Relationships between cognitive functioning and power wheelchair performance, confidence and life-space mobility among experienced power wheelchair users: An exploratory study
Keywords:wheelchair, cognition disorders, self-efficacy, mobility limitation, power wheelchair
Objectives: To explore: (i) relationships between power wheelchair performance, confidence, mobility and the severity of user’s cognitive impairment; (ii) relationships between cognitive functioning and power wheelchair performance, confidence and mobility; and (iii) how cognitive scores influence power wheelchair performance, confidence and mobility.
Design: Cross-sectional exploratory study.
Subjects: Independent power wheelchair users; ≥18 years.
Outcome measures: Cognitive assessments (Montreal Cognitive Assessment, Motor-Free Visual Perception Test, and Dysexecutive Questionnaire) and power wheelchair driving assessments (Power mobility Indoor Driving Assessment, Wheelchair-Skills-Test-Questionnaire, and Life-Space Assessment). Analyses were completed using multivariate analysis of variance and principal component analysis.
Results: There were a total of 30 participants (with a mean (SD) age of 58 (15) years, who had a mean (SD) of 3 (6.2) years of experience of power wheelchair use, and a mean (SD) score of 22 (5) on the Montreal Cognitive Assessment. There were statistically significant differences in all power wheelchair driving assessments, depending on the severity of cognitive impairment (moderate, p = 0.009; mild, p = <0.001; none, p = 0.009). The first principal component suggested that cognitive functioning, visual perception, and performance explained 69% of the variability in the first principle componenent. The second and third principal components suggested that confidence and the built and social environments also played significant roles in power wheelchair use.

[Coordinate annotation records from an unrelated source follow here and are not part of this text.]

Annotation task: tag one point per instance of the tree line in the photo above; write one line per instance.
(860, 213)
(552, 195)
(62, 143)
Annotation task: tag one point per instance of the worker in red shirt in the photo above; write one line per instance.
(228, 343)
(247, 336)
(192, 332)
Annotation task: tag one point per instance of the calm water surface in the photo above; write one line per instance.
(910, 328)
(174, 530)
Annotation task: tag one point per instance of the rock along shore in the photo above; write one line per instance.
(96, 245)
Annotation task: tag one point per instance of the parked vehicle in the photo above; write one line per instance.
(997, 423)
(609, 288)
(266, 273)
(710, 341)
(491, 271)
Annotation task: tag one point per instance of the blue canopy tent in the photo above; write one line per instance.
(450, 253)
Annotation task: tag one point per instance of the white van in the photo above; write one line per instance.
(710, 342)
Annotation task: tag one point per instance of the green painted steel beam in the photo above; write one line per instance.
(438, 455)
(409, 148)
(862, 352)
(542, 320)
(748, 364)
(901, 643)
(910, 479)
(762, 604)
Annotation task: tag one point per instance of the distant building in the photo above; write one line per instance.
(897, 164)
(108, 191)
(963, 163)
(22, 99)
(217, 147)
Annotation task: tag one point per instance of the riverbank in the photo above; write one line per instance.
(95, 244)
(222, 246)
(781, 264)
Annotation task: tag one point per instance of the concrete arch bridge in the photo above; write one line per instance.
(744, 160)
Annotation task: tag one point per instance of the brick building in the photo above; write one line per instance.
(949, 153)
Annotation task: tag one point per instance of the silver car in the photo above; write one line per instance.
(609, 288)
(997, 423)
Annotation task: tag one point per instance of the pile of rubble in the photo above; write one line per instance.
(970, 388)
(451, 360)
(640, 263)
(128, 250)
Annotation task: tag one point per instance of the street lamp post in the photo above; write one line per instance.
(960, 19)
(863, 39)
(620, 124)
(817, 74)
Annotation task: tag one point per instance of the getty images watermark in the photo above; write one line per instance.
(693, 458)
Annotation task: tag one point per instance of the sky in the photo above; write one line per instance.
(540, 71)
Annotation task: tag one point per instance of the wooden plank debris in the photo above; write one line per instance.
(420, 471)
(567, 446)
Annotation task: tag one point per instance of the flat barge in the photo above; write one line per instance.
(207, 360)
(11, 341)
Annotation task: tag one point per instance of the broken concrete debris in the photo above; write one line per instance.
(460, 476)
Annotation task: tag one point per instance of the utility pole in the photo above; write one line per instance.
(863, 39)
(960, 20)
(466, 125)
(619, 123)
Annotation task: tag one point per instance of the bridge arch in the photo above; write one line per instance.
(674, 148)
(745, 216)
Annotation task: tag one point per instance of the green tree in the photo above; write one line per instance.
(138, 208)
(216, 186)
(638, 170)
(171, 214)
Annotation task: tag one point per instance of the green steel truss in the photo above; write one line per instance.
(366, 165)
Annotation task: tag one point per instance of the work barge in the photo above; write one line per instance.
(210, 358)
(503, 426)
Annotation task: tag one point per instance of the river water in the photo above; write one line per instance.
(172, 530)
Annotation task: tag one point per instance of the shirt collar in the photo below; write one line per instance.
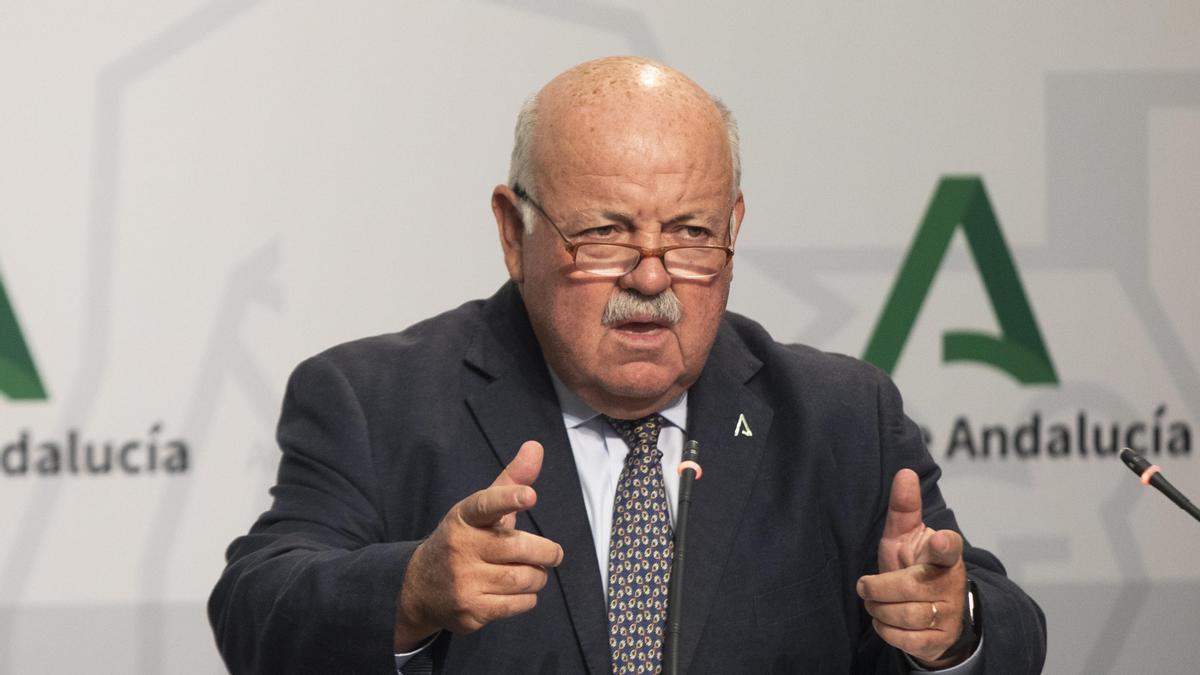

Conclusion: There are correlations between cognitive functioning and power wheelchair use in experienced users, with the severity of cognitive impairment influencing power wheelchair driving outcomes.
Clinicians report cognitive impairment as a concern when providing power wheelchairs. This study explored differ-ences in power wheelchair use (performance, confidence and mobility) between users with different levels of cognitive impairment, and determined how cognitive impairment influenced power wheelchair use. A total of 30 power wheelchair users completed power wheelchair, cognitive and perceptual assessments. There were statistically significant differences in all power wheelchair assessments depending on the severity of the subject’s cognitive impairment. Cognitive functioning and visual perception were important for power wheelchair performance. Cognitive functioning also influenced power wheelchair confidence, while the built and social environments played significant roles in power wheelchair use. In clinical practice, Montreal Cognitive Assessment scores may provide information to complement power wheelchair assessments, but when used alone may miss some important information. The Power mobility Indoor Driving Assessment, Wheelchair Skills Test Questionnaire, and Life-Space Assessment represent complementary power wheelchair assessments to understand power wheelchair use in adults.